What is the limit probability an element of $x \in S$ belongs to $f^n(S)$, for $n \to \infty$?

Question

Let $S$ be a finite set of $|S|=n$ elements and $F$ be the set of all functions $f:S\rightarrow S$.

It's easy to demonstrate that the integer sequence $\{c_i\} = |{\rm Im}(f^i)|$:

1. is non increasing;
2. consists of a strictly decreasing sequence up to a certain $n'$, after which becomes constant;
3. $n' \leq n$ where $n'$, as defined above, is the maximum number for which $i \leq n' \implies \{c_i\} = |{\rm Im}(f^{i})|$ is strictly decreasing;

Quick demonstration:

$\forall i \geq 1, {\rm Im}(f^i) = {\rm Im}(f|_{{\rm Im}(f^{i-1})})$

while $f^0$ is identity and $f|_A$ means "$f$ restricted to $A$".
Obviously, either

$\left|\textrm{Im}(f|_{\textrm{Im}(f^{i-1})})\right| < |\textrm{Im}(f^{i-1})|$

or

$\left|\textrm{Im}(f|_{\textrm{Im}(f^{i-1})})\right| = |\textrm{Im}(f^{i-1})|$

which demonstrates 1. 2 derives from the fact $|\textrm{Im}(f|_{\textrm{Im}(f^{i-1})})| = |\textrm{Im}(f^{i-1})|$ means that $f|_{\textrm{Im}(f^{i-1})}$ is a permutation, and permutations are closed with respect of composition. 3 follows from observing the simple example in which $S = \{1, 2, \cdots, n', \cdots, n\}$ and $f(x) = x+1$, for $x \in \{1, \cdots, n-1\}$ and $f(n) = n'$. In this case, we have $\{c_i\} = n-i$ for $1 \leq i < n$ and $\{c_i\} = 1$ for $n \leq i$, and that shows that $n'$ can have any value between $0$ and $n$.
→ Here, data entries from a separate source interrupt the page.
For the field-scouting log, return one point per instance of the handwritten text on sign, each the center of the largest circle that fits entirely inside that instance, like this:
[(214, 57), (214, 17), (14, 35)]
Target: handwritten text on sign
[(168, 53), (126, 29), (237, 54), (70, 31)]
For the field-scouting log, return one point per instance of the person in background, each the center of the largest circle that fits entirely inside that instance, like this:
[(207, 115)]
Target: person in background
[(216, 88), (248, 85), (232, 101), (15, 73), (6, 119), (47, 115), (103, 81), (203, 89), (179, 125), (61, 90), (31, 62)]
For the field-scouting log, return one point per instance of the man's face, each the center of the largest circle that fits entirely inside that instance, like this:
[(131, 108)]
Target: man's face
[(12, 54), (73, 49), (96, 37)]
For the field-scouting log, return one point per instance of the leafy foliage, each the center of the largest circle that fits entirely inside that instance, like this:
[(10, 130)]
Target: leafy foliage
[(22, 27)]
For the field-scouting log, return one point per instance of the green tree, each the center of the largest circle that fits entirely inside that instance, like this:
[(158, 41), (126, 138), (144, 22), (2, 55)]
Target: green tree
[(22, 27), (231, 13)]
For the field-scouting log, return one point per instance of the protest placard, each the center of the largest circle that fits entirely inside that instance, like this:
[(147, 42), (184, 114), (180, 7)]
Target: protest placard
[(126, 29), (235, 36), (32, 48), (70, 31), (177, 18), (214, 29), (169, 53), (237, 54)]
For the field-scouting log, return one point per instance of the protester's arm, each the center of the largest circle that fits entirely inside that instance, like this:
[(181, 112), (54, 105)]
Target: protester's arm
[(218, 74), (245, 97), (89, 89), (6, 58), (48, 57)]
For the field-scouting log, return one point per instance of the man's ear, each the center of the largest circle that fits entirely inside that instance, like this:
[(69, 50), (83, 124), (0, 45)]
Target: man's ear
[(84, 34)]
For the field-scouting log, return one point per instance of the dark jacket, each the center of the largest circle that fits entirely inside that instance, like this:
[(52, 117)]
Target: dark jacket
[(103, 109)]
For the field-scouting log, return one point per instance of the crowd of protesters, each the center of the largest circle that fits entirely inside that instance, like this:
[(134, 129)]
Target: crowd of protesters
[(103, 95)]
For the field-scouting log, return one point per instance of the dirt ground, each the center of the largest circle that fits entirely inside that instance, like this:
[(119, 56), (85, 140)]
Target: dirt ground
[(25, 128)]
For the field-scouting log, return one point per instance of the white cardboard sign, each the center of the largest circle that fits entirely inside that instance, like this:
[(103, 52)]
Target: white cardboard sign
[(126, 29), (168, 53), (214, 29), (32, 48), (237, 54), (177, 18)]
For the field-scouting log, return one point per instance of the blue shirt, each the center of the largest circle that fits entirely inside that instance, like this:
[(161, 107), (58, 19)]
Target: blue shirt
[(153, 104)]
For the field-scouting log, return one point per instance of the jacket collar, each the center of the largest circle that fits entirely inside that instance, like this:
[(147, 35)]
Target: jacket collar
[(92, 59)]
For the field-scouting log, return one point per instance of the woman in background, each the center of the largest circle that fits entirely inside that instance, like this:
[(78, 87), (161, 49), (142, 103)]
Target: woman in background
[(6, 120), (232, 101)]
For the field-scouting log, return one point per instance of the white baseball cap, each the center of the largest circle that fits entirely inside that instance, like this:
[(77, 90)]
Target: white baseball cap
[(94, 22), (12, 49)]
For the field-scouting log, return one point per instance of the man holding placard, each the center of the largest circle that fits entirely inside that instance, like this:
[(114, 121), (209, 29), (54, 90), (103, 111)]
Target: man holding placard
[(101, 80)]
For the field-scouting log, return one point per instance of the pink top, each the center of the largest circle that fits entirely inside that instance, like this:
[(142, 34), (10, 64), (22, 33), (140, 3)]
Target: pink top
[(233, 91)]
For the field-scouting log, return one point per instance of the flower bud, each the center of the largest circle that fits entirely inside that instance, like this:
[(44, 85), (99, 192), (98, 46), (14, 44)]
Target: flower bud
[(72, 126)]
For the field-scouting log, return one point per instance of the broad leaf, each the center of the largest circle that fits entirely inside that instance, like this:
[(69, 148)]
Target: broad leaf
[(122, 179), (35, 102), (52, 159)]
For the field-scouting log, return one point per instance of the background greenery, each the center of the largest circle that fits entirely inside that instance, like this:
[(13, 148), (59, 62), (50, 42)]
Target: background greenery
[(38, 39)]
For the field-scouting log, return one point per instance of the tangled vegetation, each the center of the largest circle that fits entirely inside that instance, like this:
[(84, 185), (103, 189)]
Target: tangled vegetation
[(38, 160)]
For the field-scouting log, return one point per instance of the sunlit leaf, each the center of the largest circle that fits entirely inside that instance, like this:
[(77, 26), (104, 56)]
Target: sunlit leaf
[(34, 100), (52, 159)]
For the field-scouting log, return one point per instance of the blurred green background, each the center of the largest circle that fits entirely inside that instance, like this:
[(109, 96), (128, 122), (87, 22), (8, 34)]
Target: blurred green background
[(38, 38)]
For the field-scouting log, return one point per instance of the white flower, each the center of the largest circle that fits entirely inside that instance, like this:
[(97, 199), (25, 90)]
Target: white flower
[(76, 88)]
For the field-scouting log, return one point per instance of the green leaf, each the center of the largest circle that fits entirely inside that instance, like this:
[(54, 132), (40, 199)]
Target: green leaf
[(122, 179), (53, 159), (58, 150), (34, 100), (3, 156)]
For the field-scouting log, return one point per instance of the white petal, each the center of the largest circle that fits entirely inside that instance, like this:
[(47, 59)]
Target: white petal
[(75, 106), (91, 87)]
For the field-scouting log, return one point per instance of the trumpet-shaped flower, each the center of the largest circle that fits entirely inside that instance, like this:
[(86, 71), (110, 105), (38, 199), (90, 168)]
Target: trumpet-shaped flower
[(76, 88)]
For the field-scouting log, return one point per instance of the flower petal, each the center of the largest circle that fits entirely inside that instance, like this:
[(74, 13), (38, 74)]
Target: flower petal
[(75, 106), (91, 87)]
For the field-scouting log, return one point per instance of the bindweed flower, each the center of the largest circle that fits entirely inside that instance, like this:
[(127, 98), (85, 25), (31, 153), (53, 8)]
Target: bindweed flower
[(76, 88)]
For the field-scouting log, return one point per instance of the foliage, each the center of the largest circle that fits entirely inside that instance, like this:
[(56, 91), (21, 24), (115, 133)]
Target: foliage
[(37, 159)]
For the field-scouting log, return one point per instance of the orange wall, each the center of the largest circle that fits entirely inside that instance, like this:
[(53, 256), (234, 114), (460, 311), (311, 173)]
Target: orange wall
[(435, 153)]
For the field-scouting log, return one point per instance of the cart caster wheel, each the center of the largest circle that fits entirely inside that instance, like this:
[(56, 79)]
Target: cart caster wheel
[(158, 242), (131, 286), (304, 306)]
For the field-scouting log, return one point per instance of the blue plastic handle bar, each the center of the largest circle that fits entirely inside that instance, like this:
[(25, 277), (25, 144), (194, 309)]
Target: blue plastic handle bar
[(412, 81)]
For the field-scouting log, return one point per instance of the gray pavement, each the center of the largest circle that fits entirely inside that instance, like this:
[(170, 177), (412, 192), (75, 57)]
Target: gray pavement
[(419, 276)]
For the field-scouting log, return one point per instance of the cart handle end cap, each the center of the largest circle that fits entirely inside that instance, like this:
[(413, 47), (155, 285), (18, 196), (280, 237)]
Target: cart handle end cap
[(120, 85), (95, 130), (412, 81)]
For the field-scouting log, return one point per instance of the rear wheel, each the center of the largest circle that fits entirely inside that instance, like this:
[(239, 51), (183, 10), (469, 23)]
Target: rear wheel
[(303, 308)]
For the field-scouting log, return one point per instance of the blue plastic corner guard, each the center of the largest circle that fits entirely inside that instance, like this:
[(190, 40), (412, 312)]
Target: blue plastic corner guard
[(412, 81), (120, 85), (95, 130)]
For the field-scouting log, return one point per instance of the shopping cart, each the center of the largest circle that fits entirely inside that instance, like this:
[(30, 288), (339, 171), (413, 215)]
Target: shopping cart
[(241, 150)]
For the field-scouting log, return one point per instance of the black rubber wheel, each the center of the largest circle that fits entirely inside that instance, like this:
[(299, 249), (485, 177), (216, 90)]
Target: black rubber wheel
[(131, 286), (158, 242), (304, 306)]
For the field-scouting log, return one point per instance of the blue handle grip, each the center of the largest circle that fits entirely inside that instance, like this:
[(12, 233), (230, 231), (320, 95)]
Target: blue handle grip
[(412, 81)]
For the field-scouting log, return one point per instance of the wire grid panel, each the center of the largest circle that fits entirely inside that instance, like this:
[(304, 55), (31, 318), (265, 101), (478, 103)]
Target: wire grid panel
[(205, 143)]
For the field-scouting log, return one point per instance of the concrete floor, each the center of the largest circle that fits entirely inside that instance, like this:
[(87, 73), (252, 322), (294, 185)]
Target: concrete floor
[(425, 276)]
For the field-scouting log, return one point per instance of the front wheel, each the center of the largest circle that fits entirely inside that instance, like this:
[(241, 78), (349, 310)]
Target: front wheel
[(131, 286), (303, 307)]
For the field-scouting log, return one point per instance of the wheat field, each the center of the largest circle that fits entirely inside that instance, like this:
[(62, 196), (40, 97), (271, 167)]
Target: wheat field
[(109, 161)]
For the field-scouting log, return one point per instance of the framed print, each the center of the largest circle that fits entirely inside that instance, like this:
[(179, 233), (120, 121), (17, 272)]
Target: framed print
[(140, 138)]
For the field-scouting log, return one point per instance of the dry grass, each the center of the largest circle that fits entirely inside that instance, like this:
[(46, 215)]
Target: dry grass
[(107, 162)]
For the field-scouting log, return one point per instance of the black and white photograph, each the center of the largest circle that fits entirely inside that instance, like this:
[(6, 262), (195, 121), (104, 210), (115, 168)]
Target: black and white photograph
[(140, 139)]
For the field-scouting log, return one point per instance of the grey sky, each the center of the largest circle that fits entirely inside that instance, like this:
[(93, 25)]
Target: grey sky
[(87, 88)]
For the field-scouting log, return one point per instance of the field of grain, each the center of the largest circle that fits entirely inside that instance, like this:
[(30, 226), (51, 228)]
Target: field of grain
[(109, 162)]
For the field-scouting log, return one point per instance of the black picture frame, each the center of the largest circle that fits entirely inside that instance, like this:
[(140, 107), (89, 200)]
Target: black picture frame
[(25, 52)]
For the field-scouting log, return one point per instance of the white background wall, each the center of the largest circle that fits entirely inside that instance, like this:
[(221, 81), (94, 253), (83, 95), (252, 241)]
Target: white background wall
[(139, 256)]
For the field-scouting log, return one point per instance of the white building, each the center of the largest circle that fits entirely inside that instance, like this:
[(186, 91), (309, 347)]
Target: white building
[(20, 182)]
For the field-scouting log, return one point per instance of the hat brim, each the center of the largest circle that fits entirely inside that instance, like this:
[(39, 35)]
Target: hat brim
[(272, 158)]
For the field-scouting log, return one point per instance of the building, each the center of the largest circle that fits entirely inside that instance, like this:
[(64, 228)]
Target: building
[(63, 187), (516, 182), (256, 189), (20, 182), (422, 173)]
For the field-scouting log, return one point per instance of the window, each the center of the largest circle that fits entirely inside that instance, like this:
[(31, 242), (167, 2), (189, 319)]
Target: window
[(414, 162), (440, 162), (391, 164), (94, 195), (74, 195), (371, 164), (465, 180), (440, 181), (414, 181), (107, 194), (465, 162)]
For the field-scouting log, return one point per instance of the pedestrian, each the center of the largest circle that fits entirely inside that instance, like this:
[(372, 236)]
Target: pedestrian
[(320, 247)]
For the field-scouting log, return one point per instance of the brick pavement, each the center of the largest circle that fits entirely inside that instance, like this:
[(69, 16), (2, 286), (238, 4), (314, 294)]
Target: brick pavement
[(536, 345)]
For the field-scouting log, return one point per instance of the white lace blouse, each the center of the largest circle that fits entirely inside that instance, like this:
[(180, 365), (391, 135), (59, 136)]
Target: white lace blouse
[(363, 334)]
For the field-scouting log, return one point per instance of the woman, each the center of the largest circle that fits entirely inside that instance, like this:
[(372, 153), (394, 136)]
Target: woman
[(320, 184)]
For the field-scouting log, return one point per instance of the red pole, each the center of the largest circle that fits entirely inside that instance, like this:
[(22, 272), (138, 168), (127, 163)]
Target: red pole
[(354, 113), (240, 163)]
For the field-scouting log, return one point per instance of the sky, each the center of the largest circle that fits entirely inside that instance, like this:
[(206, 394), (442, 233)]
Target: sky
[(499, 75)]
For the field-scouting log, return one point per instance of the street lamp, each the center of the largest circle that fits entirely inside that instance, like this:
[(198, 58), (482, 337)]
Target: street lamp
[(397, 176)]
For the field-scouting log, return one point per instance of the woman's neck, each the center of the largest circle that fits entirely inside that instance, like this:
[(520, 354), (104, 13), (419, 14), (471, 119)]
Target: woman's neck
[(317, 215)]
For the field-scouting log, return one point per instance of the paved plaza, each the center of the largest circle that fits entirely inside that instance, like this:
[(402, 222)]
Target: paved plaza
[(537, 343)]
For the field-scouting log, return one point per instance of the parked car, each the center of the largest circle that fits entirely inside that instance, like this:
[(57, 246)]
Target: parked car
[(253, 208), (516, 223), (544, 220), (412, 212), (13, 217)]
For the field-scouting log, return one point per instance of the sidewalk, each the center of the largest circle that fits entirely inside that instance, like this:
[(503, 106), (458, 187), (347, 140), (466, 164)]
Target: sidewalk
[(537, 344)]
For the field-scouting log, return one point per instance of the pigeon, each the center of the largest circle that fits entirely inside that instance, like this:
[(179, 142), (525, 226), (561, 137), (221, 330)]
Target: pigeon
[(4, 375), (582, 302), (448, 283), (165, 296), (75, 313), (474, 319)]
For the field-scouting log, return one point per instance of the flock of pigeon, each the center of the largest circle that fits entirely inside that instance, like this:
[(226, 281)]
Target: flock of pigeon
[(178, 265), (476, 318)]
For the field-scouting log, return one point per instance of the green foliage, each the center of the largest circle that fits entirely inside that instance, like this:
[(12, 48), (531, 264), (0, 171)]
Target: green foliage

So, in summary, and roughly speaking, 'if you iterate a function over a finite set enough times, you end up with fixed-sized set'. My question is: when size $|S| = n$ of the initial set tends to infinity, and $f$ is randomly chosen from $F$, what is the expectation of the ratio of the sizes of the set resulting of such iterations and the initial set? Namely what is $\lim_{n \to \infty}E[|\textrm{Im}(f^n(S))|/n]$

There is an immediate application to this question which are the considerations about loss of entropy due to birthday paradox in hashes.

Answer 1

If $|S|=n$ and $c\in S$, then $c\in Im(f^n)$ iff there exists $1\leq k\leq n$ with $f^k(c)=c$.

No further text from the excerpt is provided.